What NOT to do

Well one option would of course be to throw away your old broken radio or mobile phone together with your general household or garden refuse. The items would then eventually end up in a landfill somewhere near your city and the contained metals would be lost forever. Instead of being used in the manufacture of new equipment, they would slowly start reacting with rainwater and acids in the soil, and will eventually leak poisonous metals and compounds into the groundwater.

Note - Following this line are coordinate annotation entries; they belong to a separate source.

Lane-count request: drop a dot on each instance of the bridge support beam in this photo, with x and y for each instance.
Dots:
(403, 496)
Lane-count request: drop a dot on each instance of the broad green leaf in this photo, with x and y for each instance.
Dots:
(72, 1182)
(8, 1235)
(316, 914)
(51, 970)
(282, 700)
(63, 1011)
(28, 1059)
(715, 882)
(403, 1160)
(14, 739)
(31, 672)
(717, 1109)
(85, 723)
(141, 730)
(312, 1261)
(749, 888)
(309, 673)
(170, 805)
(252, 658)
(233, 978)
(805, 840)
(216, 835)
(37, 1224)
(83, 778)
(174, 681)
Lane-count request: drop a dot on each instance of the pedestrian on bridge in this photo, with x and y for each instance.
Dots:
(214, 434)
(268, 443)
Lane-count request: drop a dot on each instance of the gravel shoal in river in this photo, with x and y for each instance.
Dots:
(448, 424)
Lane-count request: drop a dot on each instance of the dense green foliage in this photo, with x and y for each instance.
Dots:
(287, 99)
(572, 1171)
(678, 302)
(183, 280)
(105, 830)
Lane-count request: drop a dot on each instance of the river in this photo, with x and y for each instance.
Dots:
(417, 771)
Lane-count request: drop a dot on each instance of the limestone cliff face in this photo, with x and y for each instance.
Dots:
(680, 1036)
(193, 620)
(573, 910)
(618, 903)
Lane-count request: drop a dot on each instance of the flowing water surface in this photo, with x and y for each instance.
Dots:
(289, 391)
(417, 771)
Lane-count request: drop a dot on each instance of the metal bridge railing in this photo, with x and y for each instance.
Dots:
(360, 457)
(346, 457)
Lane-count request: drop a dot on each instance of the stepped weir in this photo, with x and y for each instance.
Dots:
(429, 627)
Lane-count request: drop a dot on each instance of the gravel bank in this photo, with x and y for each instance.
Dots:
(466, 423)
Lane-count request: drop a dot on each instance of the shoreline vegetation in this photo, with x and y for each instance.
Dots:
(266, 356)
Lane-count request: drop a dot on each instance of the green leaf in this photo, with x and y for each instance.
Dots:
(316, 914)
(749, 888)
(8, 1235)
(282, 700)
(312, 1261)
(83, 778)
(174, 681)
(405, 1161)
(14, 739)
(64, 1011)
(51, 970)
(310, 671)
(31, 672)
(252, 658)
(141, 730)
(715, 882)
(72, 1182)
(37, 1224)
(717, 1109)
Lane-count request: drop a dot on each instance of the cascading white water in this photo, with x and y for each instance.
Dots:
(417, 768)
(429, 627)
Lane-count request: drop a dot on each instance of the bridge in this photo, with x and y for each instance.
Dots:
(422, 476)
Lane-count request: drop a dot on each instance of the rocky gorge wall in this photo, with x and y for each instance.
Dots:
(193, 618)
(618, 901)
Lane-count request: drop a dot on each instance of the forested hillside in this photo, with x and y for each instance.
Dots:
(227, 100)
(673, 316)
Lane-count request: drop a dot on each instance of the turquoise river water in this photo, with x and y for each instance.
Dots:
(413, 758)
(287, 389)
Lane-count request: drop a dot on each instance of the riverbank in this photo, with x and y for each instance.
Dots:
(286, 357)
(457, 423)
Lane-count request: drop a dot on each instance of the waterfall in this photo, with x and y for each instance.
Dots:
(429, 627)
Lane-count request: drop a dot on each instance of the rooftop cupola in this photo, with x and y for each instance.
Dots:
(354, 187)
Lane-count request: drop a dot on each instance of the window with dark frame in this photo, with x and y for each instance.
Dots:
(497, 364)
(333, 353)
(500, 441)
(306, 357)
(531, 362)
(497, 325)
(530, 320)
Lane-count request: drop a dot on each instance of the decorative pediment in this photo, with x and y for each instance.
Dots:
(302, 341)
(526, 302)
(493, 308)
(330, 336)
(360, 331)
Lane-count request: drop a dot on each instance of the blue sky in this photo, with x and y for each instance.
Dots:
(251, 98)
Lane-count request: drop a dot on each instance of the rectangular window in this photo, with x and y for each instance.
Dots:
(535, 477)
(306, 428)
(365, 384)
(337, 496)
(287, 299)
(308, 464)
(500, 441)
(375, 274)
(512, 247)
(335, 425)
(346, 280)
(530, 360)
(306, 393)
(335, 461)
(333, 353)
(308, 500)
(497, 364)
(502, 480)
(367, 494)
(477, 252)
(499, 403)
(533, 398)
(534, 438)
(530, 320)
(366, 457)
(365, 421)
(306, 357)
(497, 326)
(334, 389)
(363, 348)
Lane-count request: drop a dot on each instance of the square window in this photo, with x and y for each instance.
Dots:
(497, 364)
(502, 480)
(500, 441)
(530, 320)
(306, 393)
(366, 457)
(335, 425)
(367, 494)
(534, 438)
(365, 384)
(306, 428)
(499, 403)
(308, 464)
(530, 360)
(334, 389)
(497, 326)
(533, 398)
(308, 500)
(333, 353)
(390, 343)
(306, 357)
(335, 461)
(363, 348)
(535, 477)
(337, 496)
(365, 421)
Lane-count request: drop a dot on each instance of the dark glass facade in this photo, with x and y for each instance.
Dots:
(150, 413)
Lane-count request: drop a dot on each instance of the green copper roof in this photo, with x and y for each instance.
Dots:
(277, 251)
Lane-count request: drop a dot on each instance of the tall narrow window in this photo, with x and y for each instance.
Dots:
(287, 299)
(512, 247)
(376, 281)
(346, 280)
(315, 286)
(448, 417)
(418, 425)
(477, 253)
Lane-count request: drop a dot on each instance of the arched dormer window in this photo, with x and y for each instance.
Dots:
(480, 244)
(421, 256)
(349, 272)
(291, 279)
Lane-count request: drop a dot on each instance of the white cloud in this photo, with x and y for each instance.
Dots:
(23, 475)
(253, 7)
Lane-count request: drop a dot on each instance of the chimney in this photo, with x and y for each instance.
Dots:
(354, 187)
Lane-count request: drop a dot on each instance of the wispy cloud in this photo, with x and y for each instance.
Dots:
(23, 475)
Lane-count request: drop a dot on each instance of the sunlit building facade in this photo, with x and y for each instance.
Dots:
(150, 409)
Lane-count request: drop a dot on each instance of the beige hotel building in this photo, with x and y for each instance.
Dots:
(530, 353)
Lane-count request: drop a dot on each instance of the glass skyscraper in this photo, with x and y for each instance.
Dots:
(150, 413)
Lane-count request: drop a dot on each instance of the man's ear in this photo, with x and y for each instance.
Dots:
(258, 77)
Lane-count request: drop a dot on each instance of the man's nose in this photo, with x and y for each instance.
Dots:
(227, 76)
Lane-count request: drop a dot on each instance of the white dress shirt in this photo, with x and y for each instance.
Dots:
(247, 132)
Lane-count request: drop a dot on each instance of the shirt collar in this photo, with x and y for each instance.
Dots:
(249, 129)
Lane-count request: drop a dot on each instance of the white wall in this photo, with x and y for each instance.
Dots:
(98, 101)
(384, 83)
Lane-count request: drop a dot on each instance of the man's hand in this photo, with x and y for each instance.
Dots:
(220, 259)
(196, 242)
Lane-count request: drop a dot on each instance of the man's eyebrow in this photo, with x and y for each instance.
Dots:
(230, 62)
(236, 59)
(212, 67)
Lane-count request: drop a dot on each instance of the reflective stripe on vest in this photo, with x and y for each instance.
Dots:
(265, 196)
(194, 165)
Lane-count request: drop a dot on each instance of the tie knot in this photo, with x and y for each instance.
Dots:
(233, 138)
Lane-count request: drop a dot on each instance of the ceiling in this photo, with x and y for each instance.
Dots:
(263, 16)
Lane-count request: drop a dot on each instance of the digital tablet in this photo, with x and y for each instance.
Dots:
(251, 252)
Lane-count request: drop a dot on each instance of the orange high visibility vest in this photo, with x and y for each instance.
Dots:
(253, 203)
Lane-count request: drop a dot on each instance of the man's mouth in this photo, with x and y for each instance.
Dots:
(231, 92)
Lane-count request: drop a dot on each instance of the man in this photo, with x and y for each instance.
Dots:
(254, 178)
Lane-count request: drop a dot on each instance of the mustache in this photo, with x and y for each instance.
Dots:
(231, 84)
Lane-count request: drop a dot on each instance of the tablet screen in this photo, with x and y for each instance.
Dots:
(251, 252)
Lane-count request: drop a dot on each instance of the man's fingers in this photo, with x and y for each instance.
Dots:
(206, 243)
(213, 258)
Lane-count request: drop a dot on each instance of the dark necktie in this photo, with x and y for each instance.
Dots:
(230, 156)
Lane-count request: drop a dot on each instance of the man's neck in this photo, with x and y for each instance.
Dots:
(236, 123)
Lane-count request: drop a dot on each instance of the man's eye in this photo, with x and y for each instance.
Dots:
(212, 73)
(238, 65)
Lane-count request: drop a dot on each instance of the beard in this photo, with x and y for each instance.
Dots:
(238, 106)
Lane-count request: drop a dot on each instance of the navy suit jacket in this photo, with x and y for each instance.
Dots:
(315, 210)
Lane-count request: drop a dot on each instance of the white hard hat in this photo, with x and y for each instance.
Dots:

There are already collection systems working in Ghana. It is a common sight in Accra to see young men or boys pushing carts with metal parts and other scrap towards a recycling facility. Most of these carts end up at the scrap yard at Agbogbloshie. Unfortunately, the recycling activities here are not sustainable. Wires and cables are burnt in open fires on a daily basis, in order to free most of the contained copper. Plastic coverings of TV sets and other pieces of equipment are also burnt (often at night) and the CRT tubes of old TV sets are dumped in the nearby river or lagoon. These processes release extremely poisonous and carcinogenic (cancer-inducing) smoke into the air, and allows other poisons to leak into the river and the soil.

Burning cables for the copper at Agbobloshie, Accra, Ghana

These conditions are not only extremely unhealthy if not dangerous for the people working there, but they also result in the poisoning of the soil and water for future generations. The smoke travels far and does not only pollute Ghana, but the whole earth's atmosphere.